I couldn't get out of the car quick enough and into the fresh air. My whole body was tingling and I could feel my internal temperature maxing out. The moment the hand brake was on I pushed the door open and the cool outside washed over me. Like a child trying to throw off a coat, my hands were stuck into the cuffs of my winter coat which only added to my panic. The coat finally gone I instantly bent over retching as my stomach turned. The convulsions only last seconds and soon I was upright sucking cold air through my nose. My eyes were watering as was my mouth, but the worst of it was over and I could feel myself cooling and my mind cleared enough for me to now think, what the hell was that all about.
That was not a good way to start a session, but it's not the first to begin like this lately. A little while ago back I had the very same sensation after driving a large proportion of the A46 in fog. On that occasion I was sure I was travel sick due to my eyes and my brain not marrying up over the strange focal range. This occasion too I think could be attributed to travel sickness as the entire twenty minutes driving prior to me parking I was travelling at speed with nothing but the back of a huge truck to focus on. For a while in my late teens I suffered from travel sickness, but that stopped once I learnt to drive. I think maybe a trip to the opticians might be in order just to check that my glasses prescription doesn't need updating.
All that palaver aside I did actually stick around to actually do some fishing. Years ago I fished a bit of canal literally in the middle of nowhere and it was its remoteness that in my opinion made it so good. I was hoping it was still as good as it was and that it was still stuffed with prime naive zander for me to angle after and cast a few lures at.
I began at a spot where an ancient crumbling brick wall lined the canal. After I let rip on the first cast I watched from under the woolly hat which I still wore to cover my sensitive ear as the line arched off down the canal in the bright sun. A few more searching casts in and I got hit by something determined as the lure came over the shelf. I got a brief view of a good perch before it threw the hook. It's always a relief to get an early hit as it gives you a focal point to cast at. Several repeated casts later I hooked into either the same fish or it's shoal mate in exactly the same spot, which turned out to be a an equally heavy set perch.
Its strange that the first fish I encountered was a perch as even though they must be resident, this canal had no real reputation for them. Zander though used to be unbelievably prolific in this murky water, and they still are as I found out in my next spot situated in some heavy cover. I'd barely had to search them out as I just saw a very zander looking haunt cast to it and got instantly hit my a little zedlet. Next cast too produced a few grabs and then I finally found a slightly better fish half way across the trench.
The sun though was getting brighter as it began to peep over the trees over the far bank and I was thinking this could make all the difference as the day wore on, but luckily it didn't and even begin blinded by the sun the fish still responded to my lures hitting the water. It was the ever faithful silver and black Koypto that sorted a bigger fish out. I'd just lifted and let the lure drop when the line suddenly tightened and changed angle by forty-five degrees. After a really good scrap a very angry zander was in hand, bristling in the sun.
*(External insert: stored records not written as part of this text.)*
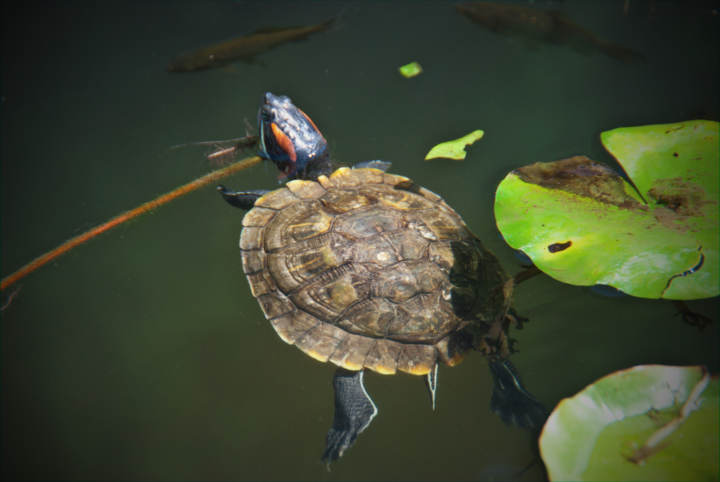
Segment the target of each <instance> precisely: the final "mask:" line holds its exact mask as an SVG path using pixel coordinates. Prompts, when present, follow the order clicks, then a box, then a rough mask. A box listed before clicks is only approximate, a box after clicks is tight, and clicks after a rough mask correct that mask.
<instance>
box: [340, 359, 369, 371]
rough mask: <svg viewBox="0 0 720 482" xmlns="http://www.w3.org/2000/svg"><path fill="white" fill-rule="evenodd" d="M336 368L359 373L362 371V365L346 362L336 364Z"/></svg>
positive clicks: (356, 363) (360, 364)
mask: <svg viewBox="0 0 720 482" xmlns="http://www.w3.org/2000/svg"><path fill="white" fill-rule="evenodd" d="M336 365H337V366H339V367H342V368H344V369H345V370H351V371H354V372H357V371H360V370H362V369H363V366H362V364H360V363H352V362H349V361H347V360H342V361H341V362H339V363H336Z"/></svg>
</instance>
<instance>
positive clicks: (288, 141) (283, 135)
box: [270, 122, 297, 163]
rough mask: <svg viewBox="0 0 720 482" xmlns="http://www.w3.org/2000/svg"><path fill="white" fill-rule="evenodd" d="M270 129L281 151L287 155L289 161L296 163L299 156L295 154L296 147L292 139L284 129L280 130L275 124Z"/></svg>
mask: <svg viewBox="0 0 720 482" xmlns="http://www.w3.org/2000/svg"><path fill="white" fill-rule="evenodd" d="M270 129H271V130H272V133H273V136H274V137H275V142H276V143H277V145H278V147H280V149H281V150H282V151H283V152H284V153H285V154H286V155H287V157H288V159H290V160H291V161H292V162H293V163H295V161H296V160H297V154H296V153H295V146H294V145H293V143H292V141H291V140H290V138H289V137H288V136H286V135H285V133H284V132H283V131H282V129H280V127H278V125H277V124H276V123H274V122H273V123H272V124H270Z"/></svg>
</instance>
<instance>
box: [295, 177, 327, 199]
mask: <svg viewBox="0 0 720 482" xmlns="http://www.w3.org/2000/svg"><path fill="white" fill-rule="evenodd" d="M285 187H286V188H288V189H289V190H290V191H291V192H292V193H293V194H295V195H296V196H298V197H300V198H302V199H317V198H319V197H320V196H322V195H323V194H325V189H324V188H323V187H322V186H321V185H320V184H318V183H317V182H315V181H304V180H302V179H295V180H292V181H290V182H288V183H287V184H285Z"/></svg>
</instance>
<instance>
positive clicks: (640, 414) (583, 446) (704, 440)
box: [539, 365, 720, 481]
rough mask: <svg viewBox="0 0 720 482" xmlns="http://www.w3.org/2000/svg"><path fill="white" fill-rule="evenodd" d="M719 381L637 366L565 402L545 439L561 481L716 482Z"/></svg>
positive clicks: (552, 465) (541, 444)
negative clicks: (687, 480) (705, 480)
mask: <svg viewBox="0 0 720 482" xmlns="http://www.w3.org/2000/svg"><path fill="white" fill-rule="evenodd" d="M717 407H718V378H717V376H714V377H711V376H710V374H709V373H708V372H707V371H706V370H705V368H704V367H699V366H689V367H679V366H663V365H640V366H636V367H632V368H629V369H627V370H620V371H617V372H614V373H611V374H610V375H607V376H605V377H603V378H601V379H600V380H597V381H596V382H594V383H592V384H590V385H588V386H587V387H586V388H584V389H583V390H582V391H580V392H579V393H577V394H575V395H574V396H572V397H570V398H566V399H564V400H562V401H561V402H560V403H559V404H558V405H557V406H556V407H555V409H554V410H553V412H552V414H550V417H549V418H548V420H547V422H546V423H545V426H544V427H543V431H542V434H541V435H540V440H539V446H540V454H541V456H542V459H543V461H544V462H545V466H546V468H547V471H548V477H549V479H550V480H552V481H557V480H622V481H627V480H638V481H640V480H662V481H666V480H718V472H719V467H718V457H717V453H718V448H719V445H720V440H719V438H720V437H719V436H718V430H719V429H720V427H719V426H718V423H719V422H718V410H717Z"/></svg>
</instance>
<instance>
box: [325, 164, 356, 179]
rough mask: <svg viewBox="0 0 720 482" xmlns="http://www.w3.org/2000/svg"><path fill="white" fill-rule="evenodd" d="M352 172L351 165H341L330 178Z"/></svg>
mask: <svg viewBox="0 0 720 482" xmlns="http://www.w3.org/2000/svg"><path fill="white" fill-rule="evenodd" d="M351 172H352V169H350V168H349V167H341V168H339V169H336V170H335V172H333V173H332V174H330V179H335V178H336V177H342V176H348V175H349V174H350V173H351Z"/></svg>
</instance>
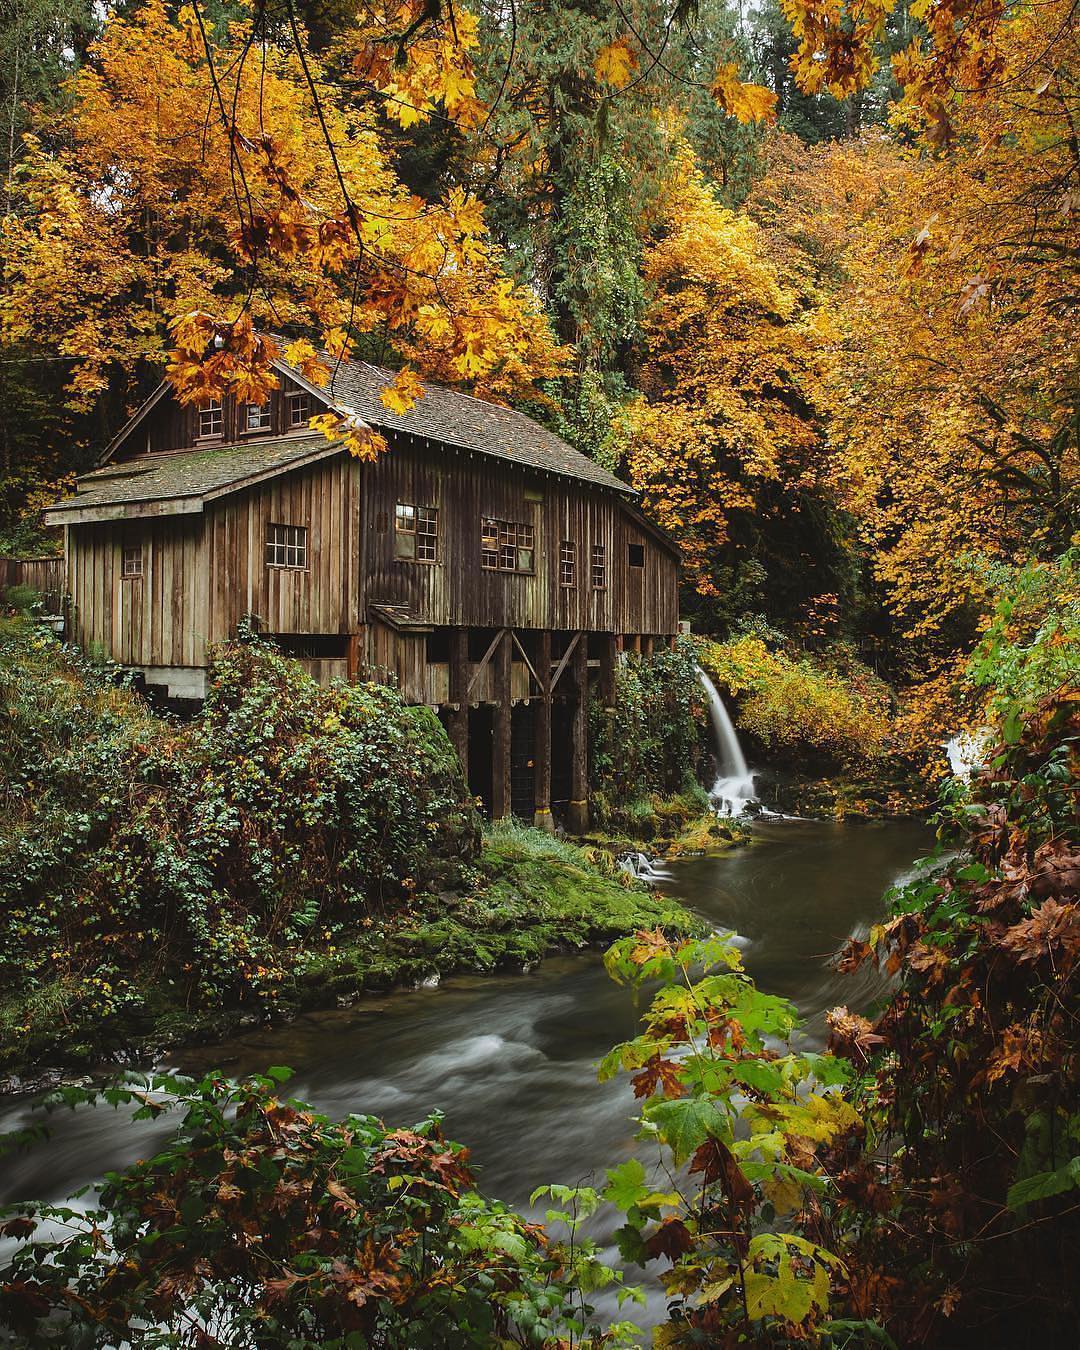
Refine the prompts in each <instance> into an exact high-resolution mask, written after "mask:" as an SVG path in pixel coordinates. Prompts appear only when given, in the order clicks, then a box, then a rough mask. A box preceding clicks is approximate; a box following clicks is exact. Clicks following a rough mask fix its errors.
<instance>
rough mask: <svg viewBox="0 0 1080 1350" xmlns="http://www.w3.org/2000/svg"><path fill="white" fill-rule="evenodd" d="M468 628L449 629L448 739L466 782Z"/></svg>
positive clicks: (467, 771)
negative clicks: (449, 677)
mask: <svg viewBox="0 0 1080 1350" xmlns="http://www.w3.org/2000/svg"><path fill="white" fill-rule="evenodd" d="M467 695H468V629H467V628H451V630H450V703H451V707H450V717H448V718H447V730H448V732H450V741H451V745H452V747H454V749H455V751H456V752H458V759H459V760H460V761H462V772H463V774H464V780H466V783H467V782H468V697H467Z"/></svg>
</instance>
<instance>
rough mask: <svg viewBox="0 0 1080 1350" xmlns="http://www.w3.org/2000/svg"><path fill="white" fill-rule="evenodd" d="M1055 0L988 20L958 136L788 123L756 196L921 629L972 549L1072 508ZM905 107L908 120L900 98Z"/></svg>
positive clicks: (965, 596)
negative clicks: (844, 142)
mask: <svg viewBox="0 0 1080 1350" xmlns="http://www.w3.org/2000/svg"><path fill="white" fill-rule="evenodd" d="M1065 8H1066V7H1065V5H1064V4H1057V3H1052V4H1048V5H1041V7H1037V8H1031V9H1025V11H1021V12H1018V14H1017V16H1015V18H1012V19H1010V20H1008V22H1003V23H1002V24H1000V26H998V27H996V30H995V49H994V50H995V61H999V62H1002V70H1003V73H1004V76H1003V80H1002V84H1000V88H998V89H988V90H985V92H984V93H983V94H981V97H979V99H971V100H968V101H965V103H961V104H958V105H956V107H954V108H953V109H952V124H953V128H954V132H956V142H954V146H953V148H952V150H950V151H949V153H948V154H940V153H927V151H925V150H921V148H919V146H918V143H915V146H914V147H911V146H910V140H909V148H906V150H904V148H900V147H898V146H896V144H895V142H894V144H892V146H890V144H886V143H884V142H883V140H882V139H877V140H873V142H871V140H863V142H859V143H855V144H850V143H849V144H844V146H834V147H828V148H817V150H798V148H796V147H795V146H794V144H792V143H791V142H787V143H784V142H776V143H774V147H772V155H774V163H772V169H771V173H769V174H768V177H767V181H765V182H764V184H763V185H760V186H759V189H757V192H756V194H755V197H753V200H752V202H751V209H752V212H753V213H755V215H756V217H757V219H759V220H760V221H761V224H763V225H764V227H765V229H767V232H768V234H769V236H771V240H772V248H774V255H775V257H779V255H783V257H787V258H798V259H801V262H799V265H798V269H796V270H798V271H799V274H801V277H802V288H803V292H805V294H807V296H810V297H813V300H814V302H815V304H817V306H818V308H817V315H815V320H814V335H815V348H817V351H818V354H819V356H821V362H819V367H818V369H819V371H821V378H819V379H818V381H817V383H815V386H814V401H815V404H817V406H818V408H821V409H822V412H823V413H826V414H828V418H829V437H830V443H832V450H833V452H832V455H830V456H829V459H828V466H826V470H828V474H829V481H830V483H832V486H833V490H834V491H836V494H837V497H838V499H840V501H841V502H842V504H844V505H845V506H848V508H849V509H850V510H852V512H853V513H855V516H856V518H857V520H859V521H860V526H861V531H863V535H864V539H865V543H867V545H868V548H869V552H871V555H872V558H873V566H875V570H876V574H877V578H879V579H880V582H882V583H883V586H884V589H886V594H887V598H888V602H890V605H891V607H892V609H894V612H895V613H896V614H898V616H899V617H900V620H902V621H903V625H904V628H906V632H907V634H909V636H913V637H931V639H933V637H934V634H940V633H945V630H946V629H948V628H949V625H950V621H952V620H954V618H956V617H960V616H961V614H963V613H965V612H967V610H968V609H969V607H971V606H972V605H976V606H977V605H979V603H980V601H981V597H983V585H981V582H980V576H979V567H977V566H975V564H977V562H979V560H980V559H988V560H1011V559H1017V558H1021V556H1025V555H1027V553H1030V552H1031V551H1033V549H1034V551H1035V552H1039V551H1045V552H1048V553H1052V552H1056V551H1060V548H1061V547H1062V545H1064V544H1065V543H1066V541H1068V537H1069V533H1071V529H1072V528H1075V512H1076V485H1077V468H1079V467H1080V464H1079V463H1077V448H1080V346H1079V344H1077V340H1076V338H1077V319H1079V317H1080V305H1079V304H1077V298H1076V297H1077V279H1080V275H1079V273H1080V267H1079V266H1077V251H1076V235H1075V212H1076V200H1075V189H1073V186H1072V185H1073V184H1075V181H1076V174H1077V173H1079V171H1080V158H1079V155H1077V143H1076V136H1075V131H1073V127H1075V124H1076V115H1077V111H1080V109H1079V108H1077V96H1076V88H1075V82H1071V81H1069V78H1068V74H1066V69H1068V62H1069V59H1071V58H1072V55H1075V43H1076V39H1075V35H1072V34H1069V32H1068V30H1066V26H1065V27H1062V18H1064V15H1065ZM895 120H896V123H898V131H899V132H900V135H902V136H903V135H904V132H906V128H907V127H909V126H910V116H909V109H906V108H903V107H900V108H899V109H898V113H896V119H895ZM807 202H813V204H814V205H813V209H807ZM945 636H946V637H948V633H946V634H945ZM948 645H949V643H948V641H946V643H945V648H944V649H942V651H945V649H948Z"/></svg>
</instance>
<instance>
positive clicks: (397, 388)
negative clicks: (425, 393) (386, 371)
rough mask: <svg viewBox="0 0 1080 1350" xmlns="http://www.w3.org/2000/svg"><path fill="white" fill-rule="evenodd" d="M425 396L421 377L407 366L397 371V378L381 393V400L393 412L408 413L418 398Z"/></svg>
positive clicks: (381, 403)
mask: <svg viewBox="0 0 1080 1350" xmlns="http://www.w3.org/2000/svg"><path fill="white" fill-rule="evenodd" d="M423 397H424V386H423V385H421V383H420V377H418V375H417V373H416V371H414V370H409V367H408V366H406V367H405V369H404V370H400V371H398V373H397V378H396V379H394V382H393V385H387V386H386V389H383V390H382V391H381V393H379V402H381V404H382V406H383V408H387V409H389V410H390V412H391V413H406V412H409V409H410V408H412V406H413V404H414V402H416V401H417V398H423Z"/></svg>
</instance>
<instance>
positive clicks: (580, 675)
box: [567, 633, 589, 834]
mask: <svg viewBox="0 0 1080 1350" xmlns="http://www.w3.org/2000/svg"><path fill="white" fill-rule="evenodd" d="M572 663H574V664H572V670H574V720H572V722H571V730H570V740H571V744H570V802H568V803H567V829H568V830H570V832H571V834H585V832H586V830H587V829H589V641H587V637H586V634H585V633H582V634H580V636H579V639H578V644H576V647H575V648H574V656H572Z"/></svg>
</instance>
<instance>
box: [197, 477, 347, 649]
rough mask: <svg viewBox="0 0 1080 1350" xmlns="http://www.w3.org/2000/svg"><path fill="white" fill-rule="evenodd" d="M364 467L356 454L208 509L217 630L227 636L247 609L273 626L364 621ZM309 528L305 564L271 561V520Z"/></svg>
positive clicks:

I had to work for it but the action kept up through the rest of the session and although I didn't catch anything much bigger I did find quite few other fish willing to have a go at the lures in the sun. All in all it was a very satisfying return to an old haunt, and I don't think it will take me that long to come back again as I know there are some proper big girls lurking in this water way, as well as the large numbers of smaller fish which gave me action right up until the last cast.